LET IT RAIN!
Mindfulness practice doesn't need to involve hours of formal sitting in meditation, although I would argue that, without a regular practice of stillness, you are never going to be properly equipped to put your mindfulness to daily use. However, it's important to have a toolbox of short practices that can can be used at particular times of difficulty. Even a pause for a single mindful breath can be a lifesaver in some situations. We teach a lot of these short practices in the 8-week course; the sorts of things that will give you the opportunity to step away from reactivity and give you the space to make a choice about how you are going to respond to a difficult situation. Here's a practice we particularly like.
This is something from Tara Brach’s excellent new book, “True Refuge”. RAIN is a practice that invites us to really investigate a difficult emotion and, by doing so, to stop identifying with it. The result can be truly liberating. You might want to visit here for a more comprehensive explanation of this practice but here are the basic elements of it:
R – Recognize the feeling.

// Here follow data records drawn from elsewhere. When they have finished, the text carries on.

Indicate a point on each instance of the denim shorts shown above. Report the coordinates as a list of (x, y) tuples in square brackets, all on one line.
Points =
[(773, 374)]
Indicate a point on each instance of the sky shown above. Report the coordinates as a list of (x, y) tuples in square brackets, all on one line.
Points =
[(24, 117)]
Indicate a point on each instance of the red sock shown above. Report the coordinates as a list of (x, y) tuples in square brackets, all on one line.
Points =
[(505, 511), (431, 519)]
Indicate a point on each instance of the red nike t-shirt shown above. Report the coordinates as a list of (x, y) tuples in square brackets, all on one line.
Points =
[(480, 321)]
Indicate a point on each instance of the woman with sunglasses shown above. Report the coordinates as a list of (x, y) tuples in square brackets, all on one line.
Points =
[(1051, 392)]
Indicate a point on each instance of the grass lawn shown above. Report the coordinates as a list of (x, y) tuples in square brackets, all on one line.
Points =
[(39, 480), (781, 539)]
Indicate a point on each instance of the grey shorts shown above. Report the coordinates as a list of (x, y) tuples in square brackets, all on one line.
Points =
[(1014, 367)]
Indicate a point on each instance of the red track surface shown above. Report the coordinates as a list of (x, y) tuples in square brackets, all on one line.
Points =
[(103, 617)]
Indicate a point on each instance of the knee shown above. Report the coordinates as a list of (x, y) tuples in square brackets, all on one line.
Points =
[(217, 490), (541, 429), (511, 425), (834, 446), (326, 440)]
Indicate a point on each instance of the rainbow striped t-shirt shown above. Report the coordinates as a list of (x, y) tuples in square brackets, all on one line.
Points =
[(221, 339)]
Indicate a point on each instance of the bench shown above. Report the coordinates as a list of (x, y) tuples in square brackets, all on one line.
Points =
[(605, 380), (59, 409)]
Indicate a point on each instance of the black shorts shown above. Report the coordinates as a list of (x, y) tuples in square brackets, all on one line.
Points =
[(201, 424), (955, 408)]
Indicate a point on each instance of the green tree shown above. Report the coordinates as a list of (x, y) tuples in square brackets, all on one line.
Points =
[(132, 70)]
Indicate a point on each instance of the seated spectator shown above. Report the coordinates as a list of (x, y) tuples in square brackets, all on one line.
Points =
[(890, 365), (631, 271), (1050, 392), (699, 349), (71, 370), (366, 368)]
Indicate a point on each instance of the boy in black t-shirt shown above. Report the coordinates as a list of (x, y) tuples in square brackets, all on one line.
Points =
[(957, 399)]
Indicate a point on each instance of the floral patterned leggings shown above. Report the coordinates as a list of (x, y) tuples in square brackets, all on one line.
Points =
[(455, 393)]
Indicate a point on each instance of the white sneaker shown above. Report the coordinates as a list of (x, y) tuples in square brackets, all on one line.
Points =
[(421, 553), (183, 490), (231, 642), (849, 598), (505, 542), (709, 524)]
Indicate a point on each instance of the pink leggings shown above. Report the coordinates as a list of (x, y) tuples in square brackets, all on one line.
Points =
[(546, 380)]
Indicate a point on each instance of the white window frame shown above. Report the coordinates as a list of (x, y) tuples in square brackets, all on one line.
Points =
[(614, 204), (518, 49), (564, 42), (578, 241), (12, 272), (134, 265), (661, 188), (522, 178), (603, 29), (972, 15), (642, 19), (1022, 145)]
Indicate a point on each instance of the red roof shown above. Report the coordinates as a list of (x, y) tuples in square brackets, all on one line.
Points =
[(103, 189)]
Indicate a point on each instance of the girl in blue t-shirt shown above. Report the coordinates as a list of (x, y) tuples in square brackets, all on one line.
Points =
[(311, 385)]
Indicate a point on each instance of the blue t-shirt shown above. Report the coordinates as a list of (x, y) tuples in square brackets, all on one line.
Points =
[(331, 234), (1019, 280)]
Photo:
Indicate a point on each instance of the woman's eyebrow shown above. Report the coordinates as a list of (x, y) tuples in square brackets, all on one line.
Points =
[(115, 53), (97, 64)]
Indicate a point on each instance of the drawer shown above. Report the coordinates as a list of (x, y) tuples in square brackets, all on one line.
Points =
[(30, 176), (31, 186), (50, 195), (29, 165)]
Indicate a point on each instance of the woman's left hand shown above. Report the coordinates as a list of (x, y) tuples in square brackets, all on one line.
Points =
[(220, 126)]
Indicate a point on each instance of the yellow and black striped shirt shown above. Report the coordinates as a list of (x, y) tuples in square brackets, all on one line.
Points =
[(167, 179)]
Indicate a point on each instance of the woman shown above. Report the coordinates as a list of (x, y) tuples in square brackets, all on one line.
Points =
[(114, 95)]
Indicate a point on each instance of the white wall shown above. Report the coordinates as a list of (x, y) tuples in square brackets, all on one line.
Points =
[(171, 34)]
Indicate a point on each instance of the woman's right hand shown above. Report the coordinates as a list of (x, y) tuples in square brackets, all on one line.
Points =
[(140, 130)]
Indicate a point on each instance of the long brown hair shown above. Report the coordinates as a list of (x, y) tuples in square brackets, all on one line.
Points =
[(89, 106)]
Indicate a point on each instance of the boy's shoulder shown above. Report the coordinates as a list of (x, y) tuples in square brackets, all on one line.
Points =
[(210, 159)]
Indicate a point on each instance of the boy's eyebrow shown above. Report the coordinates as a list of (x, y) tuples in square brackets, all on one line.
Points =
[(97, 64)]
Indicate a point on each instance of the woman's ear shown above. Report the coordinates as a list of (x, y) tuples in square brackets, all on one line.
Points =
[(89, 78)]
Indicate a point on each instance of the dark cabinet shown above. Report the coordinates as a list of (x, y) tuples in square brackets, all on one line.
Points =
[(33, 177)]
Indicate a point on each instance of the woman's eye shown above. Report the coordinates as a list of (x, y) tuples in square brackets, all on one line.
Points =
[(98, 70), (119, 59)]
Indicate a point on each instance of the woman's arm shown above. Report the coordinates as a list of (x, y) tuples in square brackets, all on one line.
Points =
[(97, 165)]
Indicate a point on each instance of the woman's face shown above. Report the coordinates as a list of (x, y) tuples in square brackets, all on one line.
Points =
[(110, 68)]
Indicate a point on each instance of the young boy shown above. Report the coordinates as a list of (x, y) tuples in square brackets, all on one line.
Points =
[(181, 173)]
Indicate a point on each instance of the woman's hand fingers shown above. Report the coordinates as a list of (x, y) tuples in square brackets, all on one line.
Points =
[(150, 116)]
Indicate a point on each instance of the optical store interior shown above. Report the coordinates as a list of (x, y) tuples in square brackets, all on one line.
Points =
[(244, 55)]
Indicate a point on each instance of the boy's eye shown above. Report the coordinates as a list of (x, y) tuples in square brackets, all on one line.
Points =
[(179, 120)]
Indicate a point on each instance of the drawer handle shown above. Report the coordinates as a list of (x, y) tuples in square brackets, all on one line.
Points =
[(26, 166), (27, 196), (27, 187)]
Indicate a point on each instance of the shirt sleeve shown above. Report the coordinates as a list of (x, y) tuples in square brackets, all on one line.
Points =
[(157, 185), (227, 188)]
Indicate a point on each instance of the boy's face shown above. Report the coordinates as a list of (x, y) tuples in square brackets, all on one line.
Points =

This is when we notice the difficulty and really pay attention to it. This means we pay attention to the sensations in the body, labelling the emotions if we can and trying to be aware of the “felt sense” of the situation.
A – Allow it to be as it is. This can be a bit more challenging but the basic instruction is to allow the emotion just to be without resisting it or clinging to it. We can use our breath to “let go” as we exhale; allowing ourselves to say “yes” to whatever is going on inside. Whatever we feel is ok. It’s even ok to be not ok.
I– Investigate the emotion just as it is, bringing an intimate attention to it. We’re not trying to work it out or analyse the situation here. Instead we’re really exploring this experience, particularly as it is felt in the body. Does it have shape? Does it change in intensity? In location? We don’t get caught up in thinking but perhaps we might recognise the core belief that is driving this emotion; beliefs about being flawed or inadequate or incomplete. Do these beliefs have a home in the body? If so, we bring our attention to that place. Ask yourself, “What do I need right now?” In this way you may be able to approach this part of you which is in pain with warmth and acceptance. If the feeling softens you may get a sense of what would be good to do next.
N – Non-identification is the natural state that arises from this process. We realise that the emotion is not US. It isn’t necessary to become so identified with it; it’s just the emotional weather. We can observe that the feeling as is changing and insubstantial; it comes up, it stays for a while and then it passes by. Just like the weather.
Now I know this sounds easier said than done and it does require a bit of practice. But the basic instruction of stopping and tuning in to the physical experience of an emotion, is really helpful in disarming its power. It puts you in control rather than being at the mercy of your feelings. And once you can accept it, rather than avoid or blindly react to it, and you consciously examine what is going on with a bit of kindness, your perception of what is happening can change quite a lot. Experiment with this practice. Practice with RAIN a few times during the day. Believe me, there will be plenty of opportunities to do so. Make it a long practice if you like, meditating on a particular intractable difficulty in your life, or make it a short pause in which you bring some perspective to some stressful situation. Whatever you do, let us know how you get on with it.